4.5. Restrictions on Transferring Materials. Pfizer and Immusol
recognize that the biological, synthetic chemical and biochemical materials
which are part of Pfizer Technology, Immusol Technology or Joint Technology,
represent valuable commercial assets. Therefore, throughout the Contract
Period and *________________* thereafter, Immusol and Pfizer agree not to
transfer such materials to any third party for use in the Area, unless prior
written, consent for any such transfer is obtained from the other party to this
Agreement.

5. INTELLECTUAL PROPERTY RIGHTS. The following provisions relate to
rights in the intellectual property developed by Immusol or Pfizer, or both,
during the course of carrying out the Research Program.

5.1. Ownership. All Immusol Confidential Information and Immusol
Technology shall be owned by Immusol. All Pfizer Confidential Information and
Pfizer Technology shall be owned by Pfizer. *_________________________*.
All Patent Rights claiming Immusol Technology only shall be Immusol Patent
Rights. All Patent Rights claiming Pfizer Technology only shall be Pfizer
Patent Rights. *___________________________ *.
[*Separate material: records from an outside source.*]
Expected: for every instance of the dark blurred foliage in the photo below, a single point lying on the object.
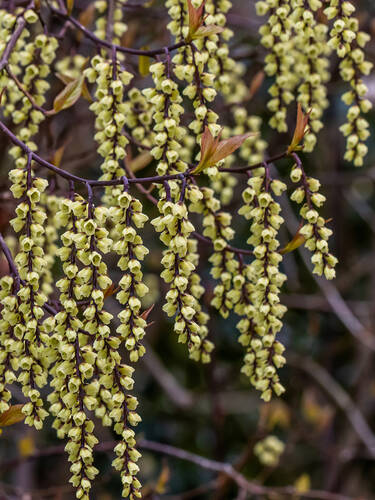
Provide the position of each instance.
(211, 410)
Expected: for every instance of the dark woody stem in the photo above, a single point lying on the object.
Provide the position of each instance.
(109, 45)
(160, 179)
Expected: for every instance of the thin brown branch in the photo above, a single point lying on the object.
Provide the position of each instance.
(340, 397)
(219, 467)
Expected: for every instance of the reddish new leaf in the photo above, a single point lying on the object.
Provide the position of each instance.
(213, 149)
(300, 130)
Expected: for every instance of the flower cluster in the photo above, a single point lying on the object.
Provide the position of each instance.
(66, 330)
(299, 46)
(89, 374)
(110, 111)
(217, 227)
(32, 331)
(269, 450)
(348, 42)
(263, 318)
(166, 100)
(128, 217)
(315, 231)
(179, 262)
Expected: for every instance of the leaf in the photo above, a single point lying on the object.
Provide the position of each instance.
(300, 130)
(146, 313)
(209, 30)
(68, 79)
(141, 161)
(196, 19)
(144, 63)
(229, 146)
(111, 290)
(163, 480)
(256, 83)
(296, 242)
(69, 95)
(26, 446)
(12, 416)
(213, 150)
(69, 6)
(303, 483)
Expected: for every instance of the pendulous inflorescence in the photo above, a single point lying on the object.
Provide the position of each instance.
(187, 118)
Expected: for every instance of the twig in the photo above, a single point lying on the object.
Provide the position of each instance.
(337, 303)
(109, 45)
(205, 463)
(21, 23)
(176, 393)
(341, 398)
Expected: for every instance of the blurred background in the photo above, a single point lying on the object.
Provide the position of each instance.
(321, 433)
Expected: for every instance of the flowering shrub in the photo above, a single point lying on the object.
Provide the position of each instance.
(60, 333)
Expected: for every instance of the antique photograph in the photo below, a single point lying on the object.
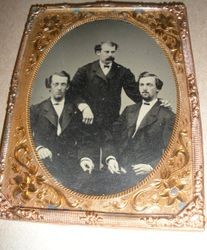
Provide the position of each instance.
(103, 107)
(103, 122)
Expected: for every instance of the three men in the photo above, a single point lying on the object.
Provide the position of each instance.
(69, 146)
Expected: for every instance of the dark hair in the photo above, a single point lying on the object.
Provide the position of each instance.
(48, 80)
(158, 82)
(98, 47)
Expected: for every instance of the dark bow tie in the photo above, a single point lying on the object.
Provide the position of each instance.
(106, 66)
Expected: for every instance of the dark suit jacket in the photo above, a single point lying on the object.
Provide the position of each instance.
(103, 93)
(65, 147)
(151, 138)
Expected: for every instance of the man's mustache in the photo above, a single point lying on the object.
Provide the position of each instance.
(111, 58)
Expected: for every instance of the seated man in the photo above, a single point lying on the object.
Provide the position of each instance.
(142, 132)
(55, 123)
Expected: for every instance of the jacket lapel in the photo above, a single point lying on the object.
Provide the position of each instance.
(151, 116)
(113, 71)
(132, 119)
(66, 116)
(49, 113)
(98, 71)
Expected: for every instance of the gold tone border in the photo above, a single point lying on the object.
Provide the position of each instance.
(172, 196)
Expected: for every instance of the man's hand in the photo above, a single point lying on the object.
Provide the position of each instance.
(113, 166)
(87, 113)
(87, 165)
(142, 168)
(165, 103)
(44, 153)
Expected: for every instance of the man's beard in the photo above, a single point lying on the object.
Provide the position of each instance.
(110, 59)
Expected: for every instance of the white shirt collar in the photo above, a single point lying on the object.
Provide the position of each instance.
(59, 102)
(151, 103)
(102, 64)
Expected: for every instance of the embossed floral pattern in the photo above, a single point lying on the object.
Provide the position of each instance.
(174, 191)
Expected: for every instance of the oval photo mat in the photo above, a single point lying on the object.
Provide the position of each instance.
(137, 51)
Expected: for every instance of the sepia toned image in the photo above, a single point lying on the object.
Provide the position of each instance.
(99, 128)
(103, 119)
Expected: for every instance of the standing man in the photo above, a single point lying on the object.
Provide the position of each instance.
(96, 88)
(143, 132)
(55, 123)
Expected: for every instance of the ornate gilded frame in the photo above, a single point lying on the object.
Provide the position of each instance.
(27, 193)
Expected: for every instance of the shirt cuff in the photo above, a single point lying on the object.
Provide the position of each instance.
(39, 147)
(85, 159)
(110, 157)
(82, 106)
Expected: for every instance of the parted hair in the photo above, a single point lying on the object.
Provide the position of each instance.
(98, 47)
(48, 80)
(158, 82)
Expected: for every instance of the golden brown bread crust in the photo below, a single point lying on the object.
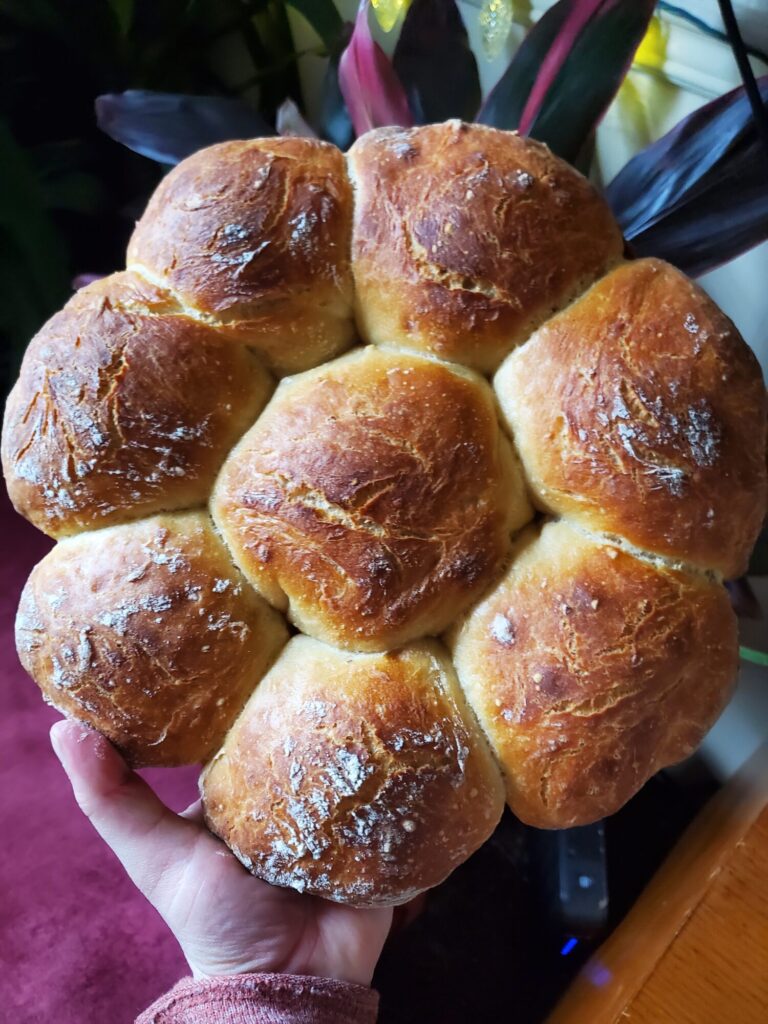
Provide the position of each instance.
(373, 499)
(115, 416)
(359, 777)
(467, 238)
(640, 411)
(590, 670)
(147, 633)
(255, 237)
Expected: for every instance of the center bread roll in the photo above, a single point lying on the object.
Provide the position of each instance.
(359, 777)
(374, 498)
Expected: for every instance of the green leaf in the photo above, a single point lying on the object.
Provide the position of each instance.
(506, 101)
(569, 67)
(334, 123)
(33, 260)
(590, 76)
(24, 218)
(756, 656)
(323, 16)
(123, 10)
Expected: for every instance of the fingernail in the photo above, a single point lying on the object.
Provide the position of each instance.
(64, 728)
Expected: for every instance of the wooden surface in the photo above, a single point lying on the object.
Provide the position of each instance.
(717, 970)
(694, 947)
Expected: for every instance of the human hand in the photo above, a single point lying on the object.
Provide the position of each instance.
(225, 921)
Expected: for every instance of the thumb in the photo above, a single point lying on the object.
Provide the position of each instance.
(147, 838)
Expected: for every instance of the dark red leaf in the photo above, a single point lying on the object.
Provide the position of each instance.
(434, 64)
(567, 71)
(372, 91)
(698, 197)
(167, 127)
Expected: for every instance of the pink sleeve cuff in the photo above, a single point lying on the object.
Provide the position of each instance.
(263, 998)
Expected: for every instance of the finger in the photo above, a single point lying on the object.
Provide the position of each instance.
(194, 812)
(147, 838)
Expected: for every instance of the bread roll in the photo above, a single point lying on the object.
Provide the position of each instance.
(467, 238)
(359, 777)
(373, 499)
(641, 412)
(147, 633)
(590, 670)
(123, 409)
(254, 237)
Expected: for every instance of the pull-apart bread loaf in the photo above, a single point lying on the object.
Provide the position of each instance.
(415, 406)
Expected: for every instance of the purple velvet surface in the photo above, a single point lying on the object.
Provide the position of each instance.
(78, 943)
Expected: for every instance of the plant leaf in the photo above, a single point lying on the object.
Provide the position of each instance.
(33, 260)
(504, 104)
(388, 12)
(167, 126)
(697, 197)
(123, 10)
(759, 559)
(323, 16)
(433, 61)
(291, 121)
(588, 79)
(756, 656)
(334, 123)
(372, 90)
(568, 70)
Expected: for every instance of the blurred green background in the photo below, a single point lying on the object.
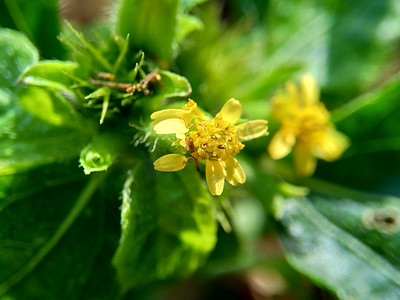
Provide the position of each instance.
(339, 241)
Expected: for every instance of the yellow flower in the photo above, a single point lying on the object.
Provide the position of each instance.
(215, 140)
(305, 126)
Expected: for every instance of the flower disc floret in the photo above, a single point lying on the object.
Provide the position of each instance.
(215, 140)
(305, 126)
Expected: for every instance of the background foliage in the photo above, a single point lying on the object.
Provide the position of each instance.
(83, 214)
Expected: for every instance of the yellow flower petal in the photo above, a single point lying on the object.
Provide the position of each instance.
(331, 145)
(292, 91)
(304, 161)
(233, 171)
(231, 111)
(309, 89)
(214, 177)
(281, 144)
(170, 126)
(170, 163)
(252, 129)
(168, 114)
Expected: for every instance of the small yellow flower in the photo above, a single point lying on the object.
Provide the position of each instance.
(215, 140)
(306, 126)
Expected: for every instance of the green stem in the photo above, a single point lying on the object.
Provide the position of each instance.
(80, 204)
(18, 18)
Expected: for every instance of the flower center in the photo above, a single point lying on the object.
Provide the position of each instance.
(214, 139)
(311, 120)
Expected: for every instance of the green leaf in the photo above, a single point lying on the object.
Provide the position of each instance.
(27, 141)
(168, 227)
(370, 109)
(52, 72)
(349, 245)
(186, 25)
(356, 55)
(51, 107)
(52, 234)
(150, 24)
(100, 154)
(188, 4)
(174, 85)
(16, 54)
(38, 20)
5.2. Grants of Research Licenses.

(a) Immusol and Pfizer each hereby grants to the other a
nonexclusive, worldwide, royalty-free license or sublicense, as the case may
be, including the right to

grant sublicenses to Affiliates, to make and use Confidential Information, the
Technology and Patent Rights during the term of this Agreement solely for the
performance of the Research Program.

(b) Following the Contract Period, Immusol and Pfizer
shall each have a non-exclusive license or sublicense, as the case may be, with
the right to grant sublicenses to Affiliates, to make and use all Technology
and Patent Rights solely for research purposes, excluding any use in connection
with the sale or manufacture for sale of any products or processes. Such
licenses do not state or imply any obligation on the part of either party to
provide any additional information or materials to the other after the
termination of this Agreement.

5.3. Research Outside the Area. Immusol grants Pfizer a right of
first negotiation for a period of *________* beginning on the Effective Date of
this Agreement to establish collaborative research programs in any or all of
*_______________________*. Immusol also agrees during the term of this
Agreement to use reasonable efforts to keep Pfizer informed of new
opportunities for collaborative research as they arise.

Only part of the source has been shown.